Middle East respiratory syndrome (MERS) is caused by the Middle East respiratory syndrome coronavirus (MERS-CoV).

This follows a report of four laboratory-confirmed MERS-CoV cases with symptoms such as fever, cough, and shortness of breath between September 15, 2023, and October 26, 2023, with two deaths on October 19, 2023, and December 24, 2023.

The Ministry of Health of the Kingdom of Saudi Arabia reported the cases to WHO between August 13, 2023, and February 1, 2024, with the latest case recorded on October 26, 2023.

However, when the Ministry of Health followed up with the four victims’ close contacts, no secondary cases were found.

All four instances had co-morbidities, and none were health care workers. Two of the patients were male and two were female, with ages ranging from 59 to 93.

Of the four cases, one was a camel owner, and another had a history of indirect interaction with dromedary camels since their family members kept them.

One of the four cases was a camel owner, while another had a history of indirect exposure to dromedary camels since their family members had camels.

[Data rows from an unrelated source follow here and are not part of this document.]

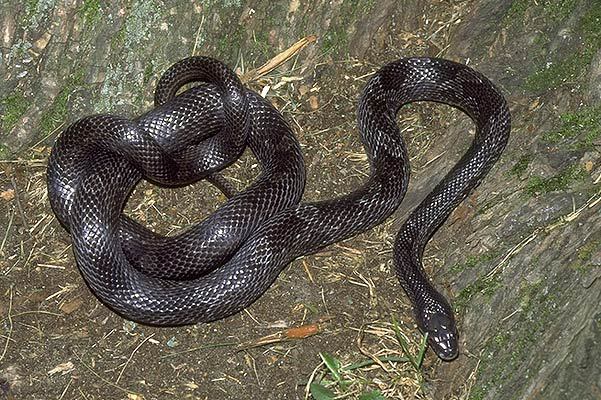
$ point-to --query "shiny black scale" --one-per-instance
(226, 262)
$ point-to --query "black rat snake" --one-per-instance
(222, 265)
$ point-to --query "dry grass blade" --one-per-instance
(277, 60)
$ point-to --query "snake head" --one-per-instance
(442, 335)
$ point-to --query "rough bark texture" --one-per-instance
(521, 259)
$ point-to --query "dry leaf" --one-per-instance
(69, 306)
(63, 368)
(7, 195)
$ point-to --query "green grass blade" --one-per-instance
(320, 392)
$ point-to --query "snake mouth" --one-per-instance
(445, 346)
(442, 336)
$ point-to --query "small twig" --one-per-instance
(131, 356)
(10, 224)
(202, 20)
(10, 323)
(18, 201)
(100, 377)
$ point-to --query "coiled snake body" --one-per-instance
(222, 265)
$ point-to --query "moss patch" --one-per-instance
(520, 166)
(90, 12)
(337, 37)
(582, 128)
(58, 110)
(572, 66)
(483, 285)
(569, 175)
(13, 107)
(504, 353)
(584, 256)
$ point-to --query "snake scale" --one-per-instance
(224, 263)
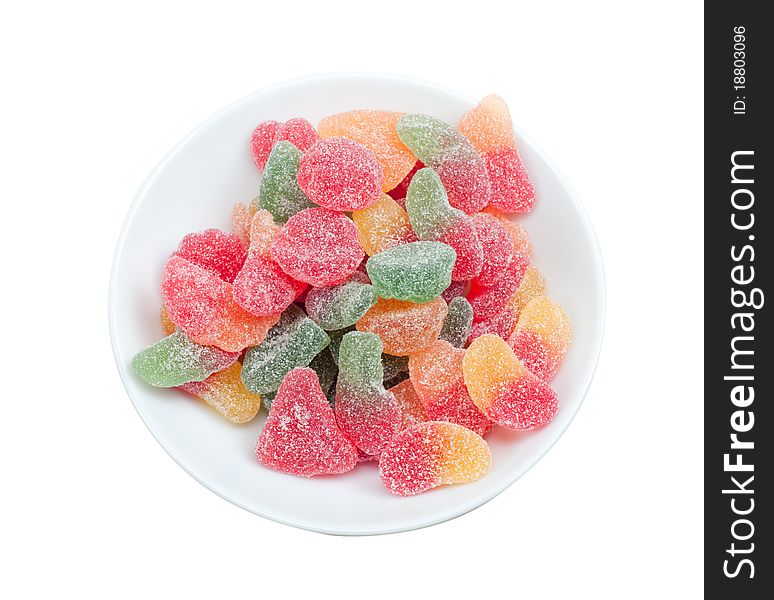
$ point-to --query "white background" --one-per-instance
(95, 93)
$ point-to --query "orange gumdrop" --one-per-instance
(377, 131)
(488, 126)
(404, 327)
(383, 225)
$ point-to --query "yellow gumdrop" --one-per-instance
(488, 126)
(226, 393)
(383, 225)
(377, 131)
(489, 368)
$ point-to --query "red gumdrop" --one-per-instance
(398, 193)
(318, 246)
(497, 247)
(466, 181)
(298, 132)
(262, 141)
(340, 174)
(215, 250)
(300, 436)
(263, 288)
(487, 301)
(194, 297)
(512, 189)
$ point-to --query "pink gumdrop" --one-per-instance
(318, 246)
(300, 436)
(215, 250)
(340, 174)
(194, 297)
(298, 132)
(465, 178)
(262, 141)
(497, 247)
(263, 288)
(487, 301)
(512, 189)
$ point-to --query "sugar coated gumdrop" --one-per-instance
(411, 408)
(339, 306)
(368, 414)
(418, 271)
(404, 327)
(383, 225)
(175, 360)
(226, 393)
(202, 305)
(503, 389)
(432, 218)
(436, 373)
(318, 246)
(215, 250)
(541, 337)
(458, 322)
(340, 174)
(279, 192)
(430, 454)
(293, 342)
(376, 130)
(262, 140)
(298, 132)
(300, 436)
(489, 128)
(441, 147)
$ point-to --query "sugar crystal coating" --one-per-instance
(503, 389)
(293, 342)
(432, 218)
(175, 360)
(225, 392)
(340, 174)
(541, 337)
(383, 225)
(418, 271)
(368, 414)
(279, 192)
(301, 436)
(339, 306)
(202, 305)
(318, 246)
(411, 408)
(215, 250)
(262, 141)
(405, 327)
(458, 322)
(430, 454)
(441, 147)
(436, 374)
(376, 130)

The other two cases had no apparent history of exposure to established risk factors, and none had consumed raw camel milk in the 14 days preceding the onset of symptoms. There are no established epidemiological linkages between the instances.

According to the WHO, the notification of these four instances has no effect on the overall risk assessment, which remains moderate at both the global and regional levels, as the four additional cases are thought to have been acquired locally and not transferred further.

Since the initial MERS-CoV report in Saudi Arabia in 2012, there have been 2200 confirmed human cases, with 858 deaths recorded.

Saudi Arabia has documented over 80% of human cases, the majority of which are the consequence of direct or indirect contact with diseased dromedary camels or infected persons in healthcare facilities.

MERS-CoV infects humans through direct or indirect contact with dromedary camels, the virus’s natural host and zoonotic source. MERS-CoV has also shown the ability to spread between humans.

Human-to-human transmission of MERS-CoV in health care settings has been linked to delays in detecting early symptoms of infection, delayed triage of suspected cases, and delayed implementation of infection prevention and control (IPC) measures.

IPC precautions are crucial for preventing the spread of MERS-CoV among patients in health care institutions. Health care providers should always use standard precautions with all patients, at all times in health care environments.

There is presently no vaccination or therapy for MERS-CoV; however, numerous vaccines and treatments are in development.

Treatment is supportive and tailored to the patient’s clinical status and symptoms.

The reporting of these cases highlights the importance of raising worldwide awareness of MERS-CoV, as the virus continues to represent a threat in countries where it is circulating in dromedary camels, particularly those in the Middle East.